Anyway, I’m looking over the fairly humorous copy when a mom carrying a ten-month-old or so in a Bjorn (look into the Ergo lady…I’m just sayin') and her sweet 7 year old daughter arrive for the Cruise Ship call. Mom sighs dramatically. Flops down. Very nice girl Karen who will audition with me smiles at her, and Mom sighs again and says “yeah, it’s hard.” Wah wah. But anyway, it is hard, so I find a moment of generosity for her.
Mom starts to fill out size card for seven year old (How do I get my friggin adorable kids into commercials? you ask. I’ll tell you later.) and discovers that sweet young seven year old needs to be in her bathing suit now. For the audition. This I was aware of because I had seen the other little girls walking around in theirs to get their Polaroids (yeah commercial casting used to be the only thing keeping Polaroid film alive…but no more…requiem for Polaroid) and thought they were so sweet and fearless and why don’t I like wearing bathing suits anymore—oh yeah it’s that big fat undulating donut encircling my bowels. So Mom says to sweet seven year old “you need to be wearing your bathing suit.” Sweet seven year old looks horrified. She scans the narrow hallway for some privacy. A bathroom. I know the bathroom is outside near the elevators. Nothing. “NOW!” says Mom, “I didn’t carry your sister down here for you to…” Oh my god. Sweet seven year old mutters something quietly. Mom says loudly and very indiscreetly “No one is looking at you! Now change right now!” I stare at the copy which I have now completely committed to memory.
And right at this moment, I failed you sweet seven year old.
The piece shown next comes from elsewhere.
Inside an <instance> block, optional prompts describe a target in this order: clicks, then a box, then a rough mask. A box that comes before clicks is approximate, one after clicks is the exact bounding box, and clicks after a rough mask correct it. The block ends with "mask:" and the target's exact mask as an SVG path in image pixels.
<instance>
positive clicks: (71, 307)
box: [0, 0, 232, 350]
I had a large coat. I had no ten month old strapped to my chest. My baby was at home. I was once a terribly self-conscious seven year old who would have become paralyzed from the neck down had my mother insisted I take off my clothes, and put on a bathing suit…on a cold metal bench in a HALLWAY! I could have offered to hold up my coat so you could have undressed behind it. I could have taken you to the bathroom. But I, too, was scared of your mother. And I didn't want to intrude. So I did nothing. I stared concertedly at the Xeroxed paper and cringed and hoped you could change quickly. And I feel you did. But still, I should have helped you.
I am a bit traumatized by what that Mom made that young girl do. Not just the auditioning. Because God knows that auditioning for commercials is soul-killing enough after adolescence let alone before. But the public nakedness too.
Resolution to self: as a mother and an actress, help any young girl who needs it. At any time. Regardless of how scary her mother seems. Because you are a grown up now.
Also apologies to Karen. Who I think was actually trying to make friends as we left the building. But I was thinking about the babysitter and if I had time to stop for salmon and I’ve lived in New York for so long that I’ve forgotten I’m a nice girl from Pennsylvania. I think Karen actually reached out her hand when we were leaving and I didn’t take it. It wasn’t until I was descending into the bowels of the subway that I realized, my gosh, I think she would have talked for a few minutes and then maybe even made a date to meet for coffee. Maybe she has a baby too. Maybe she could have been my friend.
I’m sorry to you too Karen. I’ll be looking for you in the shadow of the dragon lady.